Updated: May 11, 2023

Users of M6toll are in safe hands this winter, following a £1.1m investment in seasonal weather preparations. The package of measures will further establish the route – which helps drivers avoid the heavily congested M6 through the West Midlands – as one of the best maintained roads in the UK.

Extra safety patrols, a more sophisticated weather reporting system and upgraded gritters will help the 31-strong operations team keep the road flowing freely throughout the season, including the all-important festive period.

If the temperature drops, pre-wetted salt will be used by gritters for the first time this year, which can be safer, quicker and more effective in keeping roads ice-free. Large tanks have been installed on-site to produce a special brine solution, which is then carried on the gritter lorries and sprayed onto the rock salt as it leaves the rear of the vehicle.

“Pre-wetted salt can be applied faster, at lower temperatures and with less waste”, says the M6toll’s Chief Operating Officer, James Hodson. “That means safer roads and less impact on the environment, potentially reducing our rock salt usage by hundreds of tonnes a year.”

Whatever the weather, the Incident Response Team (IRT) will continue to provide 24/7 peace of mind for M6toll’s 50,000 daily users, trained to deal with everything from major incidents to a broken down vehicle.

“We don’t just leave you to fend for yourself if you break down on M6toll – you really are in safe hands,” says James Hodson. “We patrol the route 24 hours a day, which means we’ll usually be with you in less than 15 minutes to check everything’s ok.”

Responders will often stay with motorists until recovery arrives, providing hot drinks and blankets while they wait – or take them somewhere safer if necessary.

“It’s no fun breaking down on the motorway in the middle of winter,” James continues, “but a friendly face, a warm blanket and a cup of tea can make all the difference. That’s just something you don’t experience on other roads.”

The IRT is also responsible for identifying other safety issues, such as debris on the road or blocked drainage.
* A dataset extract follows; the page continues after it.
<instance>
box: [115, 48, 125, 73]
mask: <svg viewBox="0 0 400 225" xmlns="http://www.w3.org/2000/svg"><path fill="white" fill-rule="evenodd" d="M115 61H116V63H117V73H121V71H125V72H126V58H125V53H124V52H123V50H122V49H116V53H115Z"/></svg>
Extra patrols will often take place during stormy weather, supported by an on-call supply chain that can provide specialist equipment and expertise, such as vacuum tankers, pipe jetters, recovery vehicles and even tree surgeons.

The whole operation is supported by the road’s dedicated 24/7 control room and CCTV monitoring centre, which identifies incidents and helps to co-ordinate the response along the 27 mile stretch of motorway.